🔥 BLACK FRIDAY SALE: Get 15% OFF all source codes with code
BLACKFRIDAY. Click here to apply discount automatically
Stop sending your sensitive engineering data to the cloud.
This project provides a production-grade, 100% offline RAG (Retrieval-Augmented Generation) architecture. It allows you to chat with your proprietary documents (PDF, TXT, Markdown) using a local LLM, ensuring absolute data privacy.
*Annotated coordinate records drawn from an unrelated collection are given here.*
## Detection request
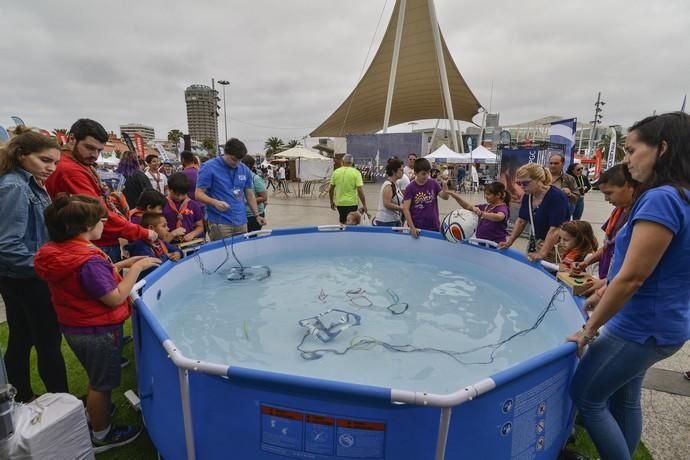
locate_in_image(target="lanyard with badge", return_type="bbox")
[228,166,242,200]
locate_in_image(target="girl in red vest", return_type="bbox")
[35,193,160,453]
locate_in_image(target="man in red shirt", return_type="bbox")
[45,118,158,262]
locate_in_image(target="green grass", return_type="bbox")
[0,321,158,460]
[0,321,652,460]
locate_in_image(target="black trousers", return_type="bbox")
[0,278,67,402]
[247,212,266,232]
[336,205,359,224]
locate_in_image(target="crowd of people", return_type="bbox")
[0,119,267,453]
[324,112,690,459]
[0,113,690,459]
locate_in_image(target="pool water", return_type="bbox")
[149,243,575,393]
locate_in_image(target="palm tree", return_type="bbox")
[264,137,285,158]
[168,129,184,145]
[597,129,625,163]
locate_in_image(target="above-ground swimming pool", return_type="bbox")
[134,226,583,460]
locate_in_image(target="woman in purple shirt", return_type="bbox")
[572,164,638,295]
[403,158,450,238]
[567,112,690,460]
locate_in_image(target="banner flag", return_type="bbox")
[0,125,10,142]
[549,118,577,170]
[606,128,618,169]
[154,143,171,162]
[134,133,146,160]
[122,133,137,153]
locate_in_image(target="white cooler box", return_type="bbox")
[0,393,94,460]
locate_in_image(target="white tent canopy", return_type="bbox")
[424,144,468,163]
[463,145,496,163]
[273,147,333,161]
[96,153,120,166]
[274,147,333,181]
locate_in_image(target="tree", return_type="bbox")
[597,129,625,163]
[264,137,285,158]
[168,129,184,145]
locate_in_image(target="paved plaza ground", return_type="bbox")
[0,184,690,460]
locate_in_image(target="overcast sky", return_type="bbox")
[0,0,690,151]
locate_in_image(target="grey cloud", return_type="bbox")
[0,0,690,150]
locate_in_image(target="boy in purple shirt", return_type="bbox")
[180,150,199,200]
[403,158,450,238]
[163,172,204,241]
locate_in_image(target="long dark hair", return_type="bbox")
[628,112,690,203]
[484,181,510,208]
[0,126,60,176]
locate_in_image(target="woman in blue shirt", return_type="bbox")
[0,127,67,402]
[498,163,570,262]
[568,112,690,459]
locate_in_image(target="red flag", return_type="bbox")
[55,132,67,145]
[134,133,146,160]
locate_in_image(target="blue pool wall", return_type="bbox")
[133,228,581,460]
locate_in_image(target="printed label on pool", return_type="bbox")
[261,405,386,460]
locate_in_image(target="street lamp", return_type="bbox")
[587,91,606,157]
[218,80,230,142]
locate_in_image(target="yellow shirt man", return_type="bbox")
[329,155,367,224]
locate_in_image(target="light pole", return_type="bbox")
[587,91,606,158]
[218,80,230,142]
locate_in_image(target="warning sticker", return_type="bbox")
[336,419,386,458]
[261,406,304,450]
[260,405,386,460]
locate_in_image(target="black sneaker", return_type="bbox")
[91,425,141,454]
This system is designed with a microservices architecture, fully containerized using Docker Compose for one-click deployment.
- LLM Inference: Ollama (Running Meta Llama 3 8B)
- Embeddings:
mxbai-embed-large(State-of-the-art retrieval performance) - Vector Database: ChromaDB (Persistent local storage)
- Backend/Frontend: Python + Streamlit (Optimized for RAG workflows)
- Deployment: Docker Compose (Isolated environment)
- 🔒 100% Privacy: No data leaves your machine. No OpenAI API keys required. Zero monthly fees.
- 🚀 GPU Acceleration: Native support for NVIDIA GPUs (CUDA) for lightning-fast inference.
- 📂 Smart Ingestion: Automatically parses, chunks, and vectorizes PDF and text documents.
- 💬 Context-Aware Chat: Remembers conversation history and retrieves relevant context from your knowledge base.
- 🐳 One-Click Setup: No "dependency hell". Just run
docker-compose up -d.
Click the image below to watch the system in action:
[Ingestion Process]
graph TD
subgraph Docker_Container [🐳 Docker Containerized Environment]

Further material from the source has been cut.